The researchers, from the University of Edinburgh, are developing a technique to turn old wind-turbine blades into powders that could be used to protect engineering and structural components, including new wind-turbine blades.
Wind energy is a critical part of the renewable energy mix being harnessed in the U.K.’s drive to net-zero carbon, but the question of how to recycle wind-turbine blades at the end of their 20-25 year lifespan continues to pose an engineering and environmental challenge.
Wind-turbine blades are usually huge structures, made from a complex composite of materials bonded together by a strong adhesive known as epoxy, and reinforced with fibers, making them difficult and expensive to separate and recycle.
Professor Vasileios Koutsos and Dr.
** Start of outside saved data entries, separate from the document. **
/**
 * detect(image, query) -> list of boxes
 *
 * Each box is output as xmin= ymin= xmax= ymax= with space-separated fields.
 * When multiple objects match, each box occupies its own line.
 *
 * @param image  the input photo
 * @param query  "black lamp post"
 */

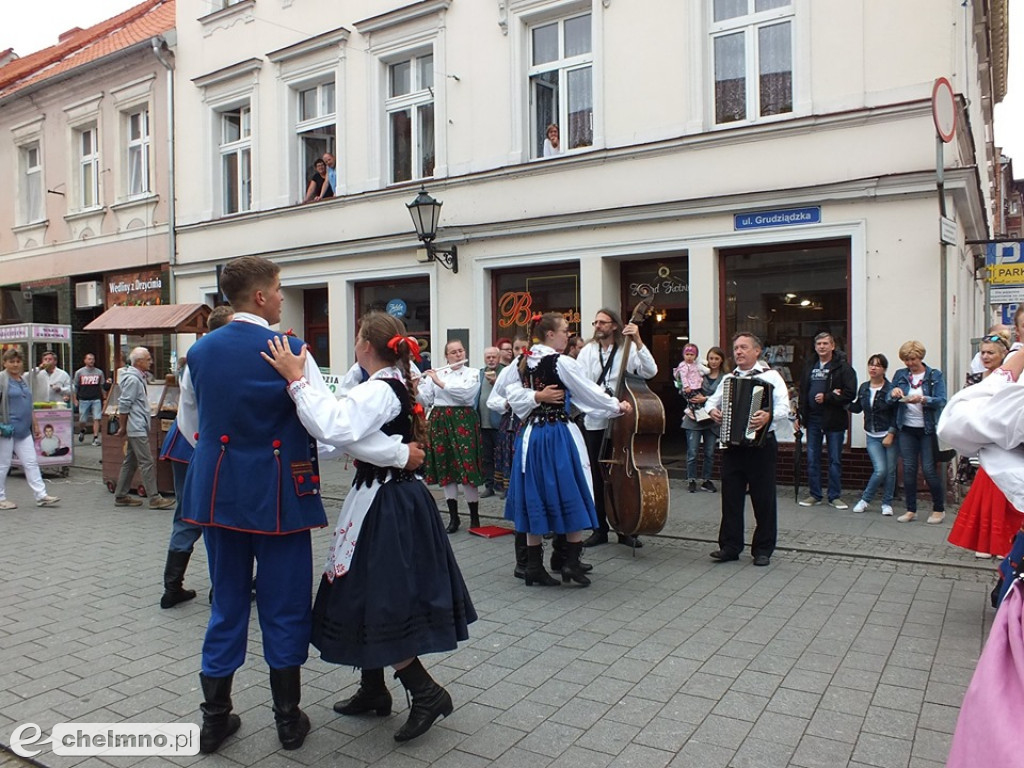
xmin=407 ymin=186 xmax=458 ymax=273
Dipa Roy, from the University of Edinburgh’s School of Engineering, have devised a method to turn decommissioned blade materials into powders that could be used in surface coatings to protect engineering and structural components from corrosion and erosion by the elements.
Greencoat UK Wind, an investment trust specializing in renewable energy infrastructure, provided funding for a 12-month research project to develop the process.
The coating produced would help protect new wind-turbine blades from erosion caused by raindrops and other particulates. It could also be used in the built environment, for example, to prevent corrosion on the cables of suspension bridges.
The project is being supported by the University of Edinburgh’s commercialization service, Edinburgh Innovations, who helped secure the funding.